The global economy is suffering from deleveraging, excess greed and twisted regulation. There have been few bright spots in the investment kingdom during this turmoil.  One bright spot has been the extended period of historically high interest rates paid on bank products.  Since the era of banking and finance destruction has begun around the middle of 2007, the interest rates being offered on bank certificates of deposits and money market accounts have been unusally high.  The horrnedous rates of return in commodities, stocks and real estate will normally drive investment dollars into fixed rate investments and subsequently bring down the rates on all fixed interest rate investment vehilces.  By taking a quick look at the short term and mid term Treasury securities it is apparent that these rates have in fact come down substantially during the era of Cro-Magnon CD rates.   The best CD rates far surpass those paid on comparable term Treasury securities.  There are numerous reasons or theories for the high rates being offered on bank CDs and money market accounts as opposed to the rates paid on money market mutual funds and Treasury securities, but I am not nearly smart enough to expound on these theories and actions.

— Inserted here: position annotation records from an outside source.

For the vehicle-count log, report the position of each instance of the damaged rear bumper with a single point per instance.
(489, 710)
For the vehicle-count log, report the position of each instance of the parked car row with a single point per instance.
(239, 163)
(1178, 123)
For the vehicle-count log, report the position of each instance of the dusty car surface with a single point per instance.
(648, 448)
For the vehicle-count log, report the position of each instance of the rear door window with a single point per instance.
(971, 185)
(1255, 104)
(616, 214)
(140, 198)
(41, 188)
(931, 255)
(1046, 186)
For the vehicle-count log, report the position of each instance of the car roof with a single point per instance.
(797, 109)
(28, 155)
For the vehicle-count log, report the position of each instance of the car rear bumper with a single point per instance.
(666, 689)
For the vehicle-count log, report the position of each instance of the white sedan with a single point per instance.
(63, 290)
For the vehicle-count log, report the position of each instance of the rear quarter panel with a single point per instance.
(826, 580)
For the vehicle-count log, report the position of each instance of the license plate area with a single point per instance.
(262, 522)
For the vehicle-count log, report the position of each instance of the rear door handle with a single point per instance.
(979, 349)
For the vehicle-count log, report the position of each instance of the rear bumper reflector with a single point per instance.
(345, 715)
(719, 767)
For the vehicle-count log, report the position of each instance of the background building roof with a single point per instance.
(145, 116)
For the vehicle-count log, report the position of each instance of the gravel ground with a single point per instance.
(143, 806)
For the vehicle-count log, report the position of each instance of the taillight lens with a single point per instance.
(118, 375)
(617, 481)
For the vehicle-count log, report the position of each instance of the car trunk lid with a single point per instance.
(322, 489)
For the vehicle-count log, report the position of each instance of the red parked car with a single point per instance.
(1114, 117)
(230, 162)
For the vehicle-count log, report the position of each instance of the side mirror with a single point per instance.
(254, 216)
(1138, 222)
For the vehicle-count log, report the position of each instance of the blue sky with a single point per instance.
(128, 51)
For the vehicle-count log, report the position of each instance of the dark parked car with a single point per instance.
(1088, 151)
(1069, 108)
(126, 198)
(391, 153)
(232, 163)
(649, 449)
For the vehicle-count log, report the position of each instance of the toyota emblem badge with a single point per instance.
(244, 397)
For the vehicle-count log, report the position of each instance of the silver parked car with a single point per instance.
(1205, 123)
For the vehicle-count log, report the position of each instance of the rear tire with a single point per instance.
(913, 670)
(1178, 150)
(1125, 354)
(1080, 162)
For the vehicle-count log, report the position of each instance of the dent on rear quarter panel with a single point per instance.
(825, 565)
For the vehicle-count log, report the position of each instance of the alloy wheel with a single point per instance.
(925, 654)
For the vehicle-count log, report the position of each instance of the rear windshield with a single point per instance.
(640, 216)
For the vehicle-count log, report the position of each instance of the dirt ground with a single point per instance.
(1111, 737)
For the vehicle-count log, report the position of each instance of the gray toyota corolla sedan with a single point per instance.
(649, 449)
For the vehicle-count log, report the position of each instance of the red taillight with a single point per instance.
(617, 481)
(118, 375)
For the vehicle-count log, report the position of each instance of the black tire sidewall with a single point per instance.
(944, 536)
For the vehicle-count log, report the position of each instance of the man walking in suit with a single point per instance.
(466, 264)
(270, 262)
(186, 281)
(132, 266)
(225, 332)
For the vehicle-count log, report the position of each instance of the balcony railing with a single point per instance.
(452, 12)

The fundamental question for the future of CD rate investing will be for how long can these high CD rates continue?  As more investors pull their money out of the stock, coomodity and real estate markets, it seems likely that deposits bank are so eagerly chasing will eventually come to an end.  Once this level of satisafaction in depoist growth is reached it is possible that the CD rates will once again head down.  Of course, the prospect of rising inflation caused by the government attempt to finance the plethora of new programs may in fact force banks to continue to offer CD rates and money market rates at leverls that keep their customers happy.  Who said Cro-Magnon was extinct.